I have made these three pictures <1> myself – and Porter <2> has fixed <3> them – Shall you want any more? – I should have taken your friend for Sir Walter Scott <4> had he been living. – don’t you see a strong likeness? – These portraits took 35 & 40 minutes with an almost unclouded sun – and I do not think that Porter’s paper seems so sensitive as that which I have been used to. – The 3d copy the faintest remained above an hour because the sky became unfortunately overcast. –

I am so sorry you have not been well. – it has been unpleasant weather, but today is very fine indeed, & we are going presently to enjoy ourselves in the hayfield. – I think you must afford yourself some sea-air in the Autumn – it will be as good for you as for Ela. <5>

I had a visit from Mrs M Frampton <6> on Friday & Mrs Arnold.<7> – The former desired her warmest thanks to you for your very kind exertions for the furtherance of her wishes. <8>

We are all well –

Your affectionate
Constance. –

Why did you fold your picture? <9> – You observe the line has copied itself –

Notes:

1. Photogenic drawings prints from calotype negatives - see Doc. No: 04278.
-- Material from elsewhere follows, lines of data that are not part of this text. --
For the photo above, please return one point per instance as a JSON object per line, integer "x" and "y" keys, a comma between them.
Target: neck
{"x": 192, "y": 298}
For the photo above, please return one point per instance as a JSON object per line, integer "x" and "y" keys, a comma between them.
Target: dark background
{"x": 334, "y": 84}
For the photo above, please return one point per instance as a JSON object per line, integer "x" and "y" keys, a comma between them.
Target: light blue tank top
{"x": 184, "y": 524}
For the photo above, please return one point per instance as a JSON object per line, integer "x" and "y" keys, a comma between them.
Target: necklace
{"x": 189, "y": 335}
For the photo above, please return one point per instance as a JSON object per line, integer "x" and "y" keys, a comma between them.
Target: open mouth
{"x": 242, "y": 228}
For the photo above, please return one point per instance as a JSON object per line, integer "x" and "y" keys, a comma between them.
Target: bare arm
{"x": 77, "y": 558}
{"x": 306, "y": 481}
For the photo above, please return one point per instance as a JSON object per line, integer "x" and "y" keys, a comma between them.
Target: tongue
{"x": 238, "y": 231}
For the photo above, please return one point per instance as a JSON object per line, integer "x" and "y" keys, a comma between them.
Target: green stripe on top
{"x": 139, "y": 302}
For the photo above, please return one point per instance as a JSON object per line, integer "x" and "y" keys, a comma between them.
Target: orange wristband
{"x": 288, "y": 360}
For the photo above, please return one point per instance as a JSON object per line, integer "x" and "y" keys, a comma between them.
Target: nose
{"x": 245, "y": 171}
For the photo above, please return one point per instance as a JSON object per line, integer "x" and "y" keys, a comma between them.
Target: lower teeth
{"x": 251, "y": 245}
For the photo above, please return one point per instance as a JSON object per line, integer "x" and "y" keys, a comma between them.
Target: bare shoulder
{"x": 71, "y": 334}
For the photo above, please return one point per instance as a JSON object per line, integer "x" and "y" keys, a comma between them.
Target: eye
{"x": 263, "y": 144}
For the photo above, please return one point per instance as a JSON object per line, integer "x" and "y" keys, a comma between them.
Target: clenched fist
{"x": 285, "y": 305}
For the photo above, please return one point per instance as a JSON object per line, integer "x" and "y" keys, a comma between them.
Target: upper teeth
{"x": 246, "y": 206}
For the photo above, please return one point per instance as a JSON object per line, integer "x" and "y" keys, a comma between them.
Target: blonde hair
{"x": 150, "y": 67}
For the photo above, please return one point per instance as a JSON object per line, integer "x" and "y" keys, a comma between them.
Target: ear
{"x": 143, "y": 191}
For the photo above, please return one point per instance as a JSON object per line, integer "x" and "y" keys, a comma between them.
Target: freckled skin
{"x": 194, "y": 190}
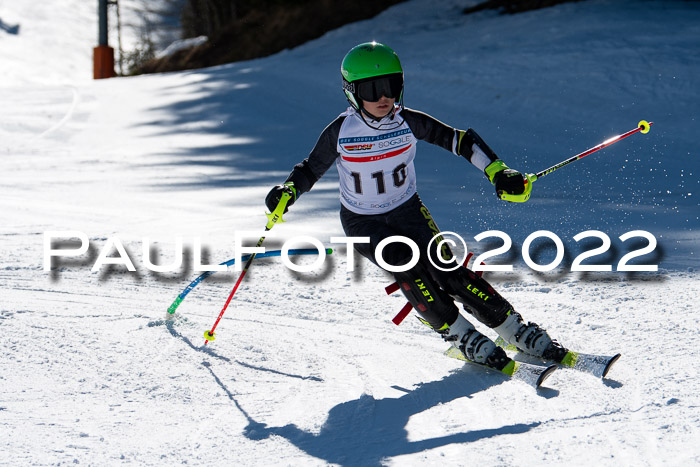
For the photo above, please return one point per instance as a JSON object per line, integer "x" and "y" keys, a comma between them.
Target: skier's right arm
{"x": 306, "y": 173}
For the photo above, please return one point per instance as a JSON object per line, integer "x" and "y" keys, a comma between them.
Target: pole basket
{"x": 103, "y": 62}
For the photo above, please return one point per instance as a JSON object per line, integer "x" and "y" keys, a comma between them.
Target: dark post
{"x": 102, "y": 12}
{"x": 103, "y": 54}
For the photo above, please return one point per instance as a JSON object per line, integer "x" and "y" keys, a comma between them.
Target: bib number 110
{"x": 398, "y": 176}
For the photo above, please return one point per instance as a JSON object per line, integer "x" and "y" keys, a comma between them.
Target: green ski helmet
{"x": 369, "y": 71}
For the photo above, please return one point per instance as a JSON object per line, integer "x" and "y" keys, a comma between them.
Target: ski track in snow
{"x": 307, "y": 369}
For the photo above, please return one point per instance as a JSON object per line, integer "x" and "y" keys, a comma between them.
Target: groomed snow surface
{"x": 307, "y": 368}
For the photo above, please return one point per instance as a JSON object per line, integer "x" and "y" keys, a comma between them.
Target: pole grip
{"x": 276, "y": 215}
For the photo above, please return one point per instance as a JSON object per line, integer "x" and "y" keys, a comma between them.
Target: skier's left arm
{"x": 510, "y": 184}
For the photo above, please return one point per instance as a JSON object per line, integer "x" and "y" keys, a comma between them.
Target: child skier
{"x": 373, "y": 144}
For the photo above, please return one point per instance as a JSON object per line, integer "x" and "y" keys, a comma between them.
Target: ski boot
{"x": 530, "y": 338}
{"x": 475, "y": 346}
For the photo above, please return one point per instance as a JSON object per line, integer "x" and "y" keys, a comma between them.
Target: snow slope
{"x": 308, "y": 368}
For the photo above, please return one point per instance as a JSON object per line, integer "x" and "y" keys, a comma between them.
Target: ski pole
{"x": 294, "y": 251}
{"x": 272, "y": 218}
{"x": 643, "y": 127}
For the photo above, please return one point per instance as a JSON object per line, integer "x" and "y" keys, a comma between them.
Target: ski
{"x": 596, "y": 365}
{"x": 534, "y": 375}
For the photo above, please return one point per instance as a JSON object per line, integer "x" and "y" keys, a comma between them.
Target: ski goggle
{"x": 373, "y": 89}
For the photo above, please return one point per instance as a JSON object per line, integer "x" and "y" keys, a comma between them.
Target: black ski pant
{"x": 430, "y": 290}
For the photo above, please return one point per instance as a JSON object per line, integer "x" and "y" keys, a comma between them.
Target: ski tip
{"x": 611, "y": 362}
{"x": 546, "y": 374}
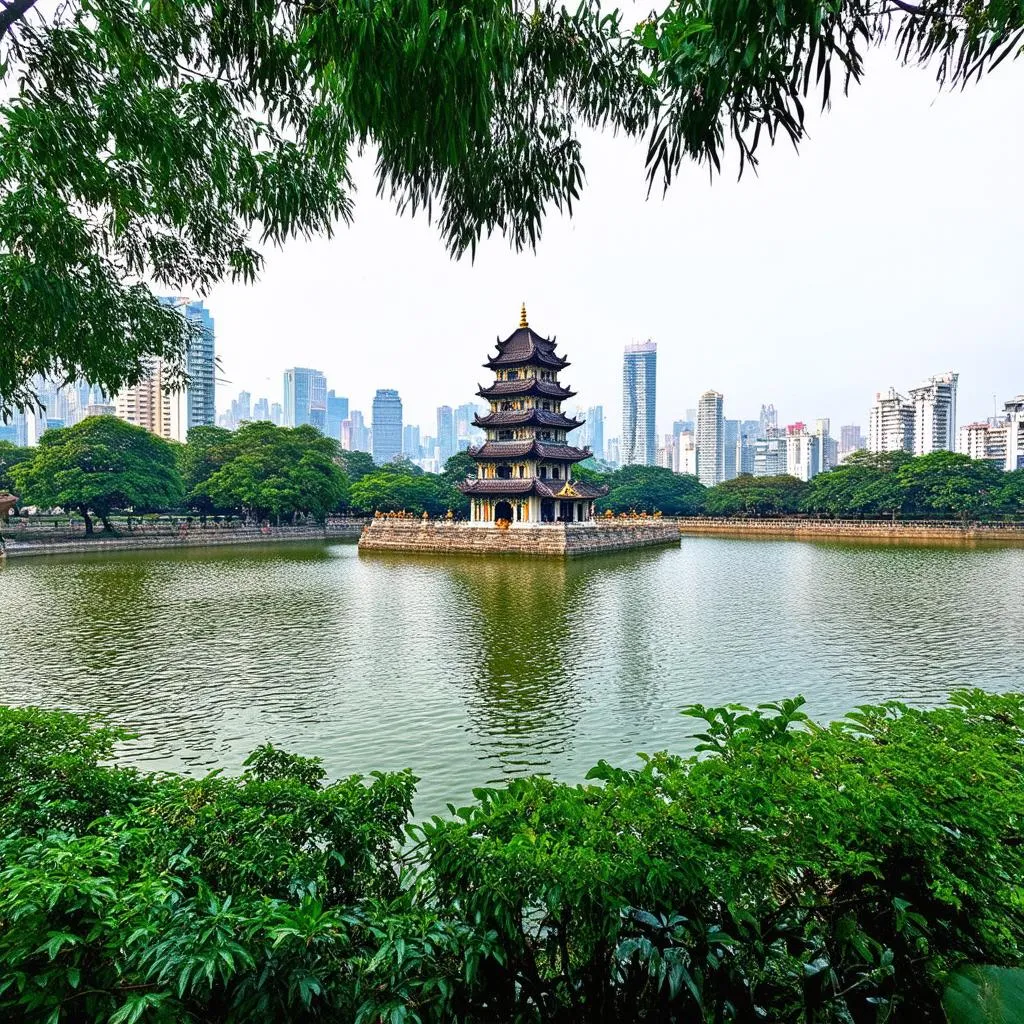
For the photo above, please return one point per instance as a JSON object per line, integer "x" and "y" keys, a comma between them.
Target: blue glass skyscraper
{"x": 639, "y": 442}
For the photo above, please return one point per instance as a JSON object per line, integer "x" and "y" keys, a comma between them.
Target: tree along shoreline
{"x": 864, "y": 870}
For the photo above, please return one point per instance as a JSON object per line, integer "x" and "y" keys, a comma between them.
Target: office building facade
{"x": 305, "y": 398}
{"x": 890, "y": 426}
{"x": 639, "y": 440}
{"x": 935, "y": 414}
{"x": 386, "y": 441}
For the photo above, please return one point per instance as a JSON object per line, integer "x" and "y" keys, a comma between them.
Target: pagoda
{"x": 524, "y": 467}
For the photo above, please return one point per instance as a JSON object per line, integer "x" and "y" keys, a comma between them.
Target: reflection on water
{"x": 473, "y": 670}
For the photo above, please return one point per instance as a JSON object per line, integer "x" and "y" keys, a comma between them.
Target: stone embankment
{"x": 193, "y": 538}
{"x": 548, "y": 540}
{"x": 855, "y": 529}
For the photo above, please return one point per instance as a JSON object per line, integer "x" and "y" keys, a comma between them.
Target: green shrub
{"x": 786, "y": 871}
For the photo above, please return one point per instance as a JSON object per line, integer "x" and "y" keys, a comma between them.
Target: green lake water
{"x": 470, "y": 671}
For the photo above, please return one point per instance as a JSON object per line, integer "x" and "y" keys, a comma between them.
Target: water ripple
{"x": 471, "y": 671}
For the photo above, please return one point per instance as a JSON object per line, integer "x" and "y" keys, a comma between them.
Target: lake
{"x": 470, "y": 671}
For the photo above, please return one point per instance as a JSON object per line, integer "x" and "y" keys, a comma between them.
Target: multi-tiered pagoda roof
{"x": 524, "y": 466}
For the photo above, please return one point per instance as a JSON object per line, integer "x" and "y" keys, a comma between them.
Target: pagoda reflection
{"x": 523, "y": 697}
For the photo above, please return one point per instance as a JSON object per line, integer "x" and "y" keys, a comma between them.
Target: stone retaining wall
{"x": 190, "y": 539}
{"x": 551, "y": 540}
{"x": 854, "y": 529}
2. Charles Porter (b. 1828), a servant at Lacock Abbey. He was the frequent subject of photographs and occasionally also photographic assistant.

3. At this point, 'fixing' could mean using WHFT's original processes employing salt, bromide or iodide as what we would now call stabilisers, or Sir John Herschel's application of hypo, which he and WHFT called a 'washing out' process, but what we now know as fixer. For more on these etymological niceties, see Larry J. Schaaf, Out of the Shadows: Herschel, Talbot & the Invention of Photography (London: Yale University Press, 1992), pp. 54-60.

4. Sir Walter Scott (1771–1832), writer. Without further information, it is not possible to identify WHFT's friend. His only portraits reliably dated to 1841 are of Nicolaas Henneman. It is also possible that the negative was by Henry Collen, who had taken out a calotype license from WHFT and was sending examples to him at this time. A Collen negative portrait of a man, formerly in the Lacock Abbey collection and now in a private collection, is dated 6 June 1841 - Schaaf 3498.

5. Ela Theresa Talbot (1835–1893), WHFT’s 1st daughter.

6. Mary Frampton (1773–1846), botanist & author.

8. See Doc. No: 04244.

9. Folding the negative for posting was a common practice, not only with WHFT. See ‘Temple of Wingless Victory, Lately Restored’, by Rev George Wilson Bridges (1788–1863), photographer & traveller, reproduced in Larry J. Schaaf, Sun Pictures Catalogue Four: The Harold White Collection of Historical Photographs from the Circle of Talbot (New York: Hans P. Kraus, Jr., 1987), p. 11.